Il n'y avait pas de différence majeure dans les niveaux d'anticorps obtenus par les deux vaccins mais avec des titres 3 à 5 fois moins efficients contre le variant Delta (indien) que contre le variant Alpha (anglais). Ainsi, la propagation du variant Delta (indien) est bien associée à un échappement, au moins partiel, aux anticorps ciblant les épitopes non RBD et RBD Spike.
Moindre sensibilité aux anticorps monoclonaux
Les chercheurs ont également isolé une souche Delta infectieuse chez un voyageur revenant d'Inde et ont examiné sa sensibilité aux anticorps monoclonaux qui sont utilisés en traitement lors de la Covid-19. Ils ont également testé ce variant par rapport aux anticorps présents dans les sérums de convalescents Covid-19, et par comparaison avec d'autres souches.
Le variant Delta serait ainsi plus résistant à la neutralisation par certains anticorps monoclonaux anti-NTD et anti-RBD, dont le Bamlanivimab, ceux-ci se liant difficilement à sa protéine Spike. Les sérums de patients convalescents prélevés jusqu'à 12 mois après les symptômes étaient 4 fois moins puissants contre le variant Delta (indien), par rapport au variant Alpha (anglais).
Cohérence avec les données de vraie vie
Les données de vraie vie provenant d'Israël et de Grande-Bretagne, les pays les plus avancés sur la vaccination, corroborent largement ces résultats. De façon rassurante, elles suggèrent qu'une seule dose de vaccin serait néanmoins suffisante pour prévenir les hospitalisations ou les décès dus au SARS-CoV-2.
L’augmentation du nombre de contamination, observée en Israël chez les personnes vaccinées, serait majoritairement le fait de personnes asymptomatiques, simplement porteuses du virus. La majorité de ces personnes seraient sur-diagnostiquées du fait de la politique très active de test et de traçage autour des malades dans ce pays.

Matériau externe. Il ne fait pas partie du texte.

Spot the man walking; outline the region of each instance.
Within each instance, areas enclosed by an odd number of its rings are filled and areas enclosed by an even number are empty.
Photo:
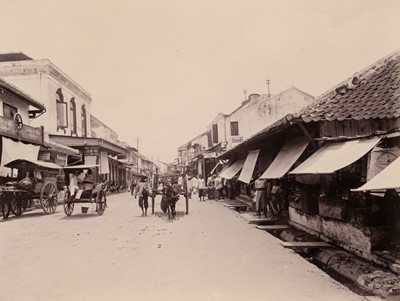
[[[147,177],[142,176],[140,182],[136,185],[135,188],[135,199],[136,196],[139,195],[139,207],[142,209],[142,216],[147,215],[147,208],[149,207],[149,194],[150,194],[150,184],[147,182]]]

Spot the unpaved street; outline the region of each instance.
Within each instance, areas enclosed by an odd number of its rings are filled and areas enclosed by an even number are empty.
[[[141,217],[130,193],[0,222],[0,300],[363,300],[216,201]],[[151,211],[150,211],[151,213]]]

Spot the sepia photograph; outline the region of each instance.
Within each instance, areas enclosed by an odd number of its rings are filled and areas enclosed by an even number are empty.
[[[400,301],[400,1],[0,7],[1,301]]]

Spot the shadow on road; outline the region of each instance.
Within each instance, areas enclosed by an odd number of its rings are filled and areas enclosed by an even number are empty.
[[[8,218],[3,219],[3,221],[13,221],[15,219],[29,219],[29,218],[42,217],[42,216],[47,216],[47,215],[48,214],[44,213],[42,210],[28,211],[28,212],[24,212],[21,216],[10,215]]]
[[[168,212],[164,213],[162,211],[155,211],[154,215],[159,217],[159,218],[161,218],[161,219],[163,219],[163,220],[165,220],[166,222],[179,220],[180,218],[186,216],[184,211],[176,211],[175,218],[168,218]]]
[[[90,213],[76,213],[76,214],[71,214],[70,216],[65,215],[61,220],[75,220],[75,219],[84,219],[84,218],[92,218],[92,217],[100,217],[97,212],[90,212]]]

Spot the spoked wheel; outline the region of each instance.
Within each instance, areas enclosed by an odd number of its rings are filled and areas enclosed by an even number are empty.
[[[53,183],[47,183],[40,191],[40,203],[46,214],[52,214],[57,209],[58,192],[57,187]]]
[[[74,211],[74,203],[70,200],[71,193],[68,191],[64,195],[64,212],[66,215],[70,216]]]
[[[6,197],[11,205],[11,212],[16,216],[21,216],[26,209],[26,199],[19,197],[15,192],[8,193]]]
[[[98,215],[102,215],[106,210],[106,199],[103,191],[99,192],[99,197],[96,200],[96,211]]]

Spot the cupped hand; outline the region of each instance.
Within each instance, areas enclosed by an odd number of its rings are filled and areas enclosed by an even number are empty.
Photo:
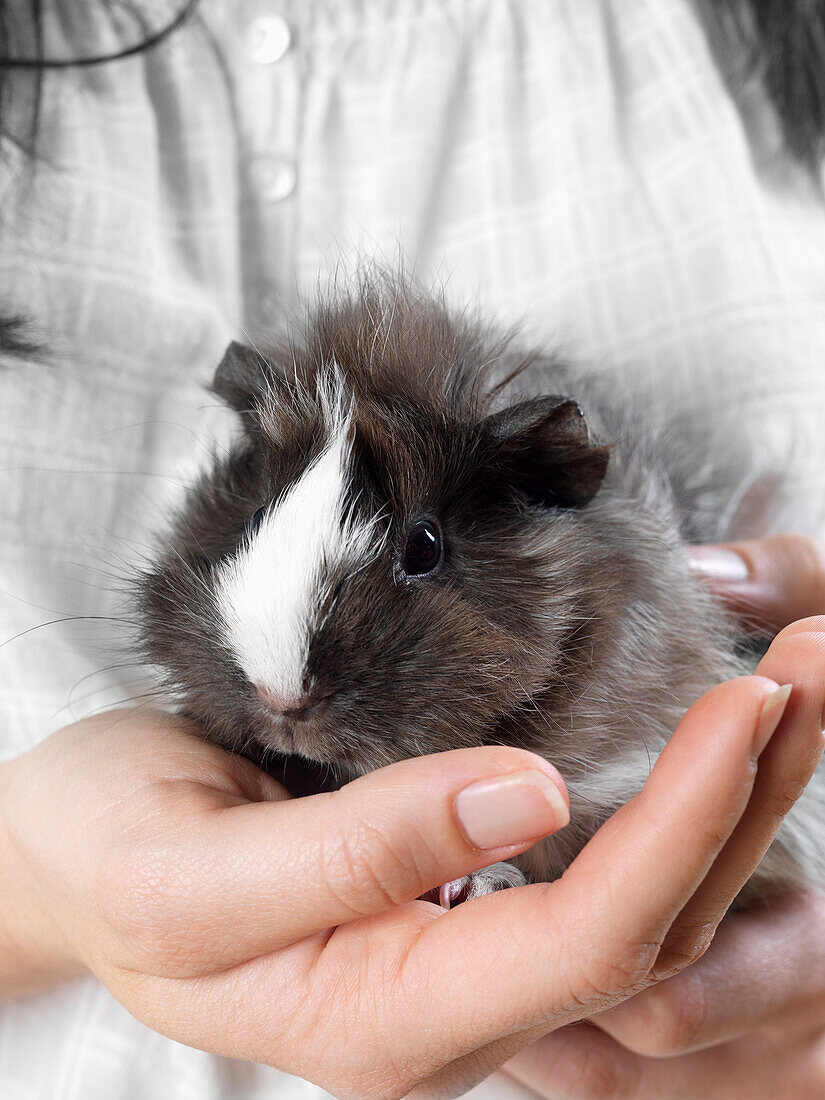
[[[0,958],[88,968],[158,1031],[337,1096],[460,1095],[705,951],[821,751],[821,678],[769,740],[777,690],[714,688],[561,880],[450,911],[416,899],[563,823],[532,754],[290,799],[182,719],[82,722],[0,769]]]
[[[825,547],[789,534],[697,547],[693,556],[748,626],[781,630],[758,672],[820,690],[825,619],[794,620],[825,613]],[[542,1038],[508,1072],[553,1100],[819,1100],[825,895],[800,890],[731,914],[694,966]]]

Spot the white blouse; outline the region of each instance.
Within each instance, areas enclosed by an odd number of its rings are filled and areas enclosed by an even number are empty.
[[[46,6],[55,53],[124,40]],[[690,0],[203,0],[150,53],[49,73],[47,156],[0,147],[0,309],[48,348],[0,360],[0,759],[151,692],[123,593],[232,430],[203,387],[365,258],[743,433],[740,533],[817,528],[825,205],[741,100]],[[324,1094],[90,979],[0,1007],[0,1095]]]

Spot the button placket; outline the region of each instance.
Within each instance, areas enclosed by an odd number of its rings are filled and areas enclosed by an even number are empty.
[[[236,79],[248,184],[243,262],[250,331],[272,328],[273,302],[291,285],[294,266],[298,59],[287,11],[288,0],[239,5]]]

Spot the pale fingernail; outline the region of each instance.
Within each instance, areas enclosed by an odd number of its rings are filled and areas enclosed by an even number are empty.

En effet, les hospitalisations ne remontent pas en Israël et elles réaugmentent très lentement en Grande-Bretagne, essentiellement chez les personnes non-vaccinées. La vaccination casserait donc le lien entre diffusion du variant indien et hospitalisations, éventuellement dès la première dose et, a fortiori, après 2 doses, selon le gouvernement britannique.
Discussions sur la 3ème dose
Beaucoup de discussions actuelles portent sur la nécessité d’une 3ème dose chez les personnes les plus vulnérables, dont 30% environ ne développeraient pas une réponse immunitaire suffisante.
Cette 3ème dose ne serait cependant pas nécessaire chez les personnes vaccinées et en bonne santé selon la FDA et les CDC américains, même si, dans le même temps, Pfizer et BioNTech ont demandé une AMM en ce sens.
La priorité en France reste donc l’accélération de la vaccination de ceux qui ne sont pas vaccinés, surtout s’ils ont plus de 50 ans… et y compris à la plage s’il le faut.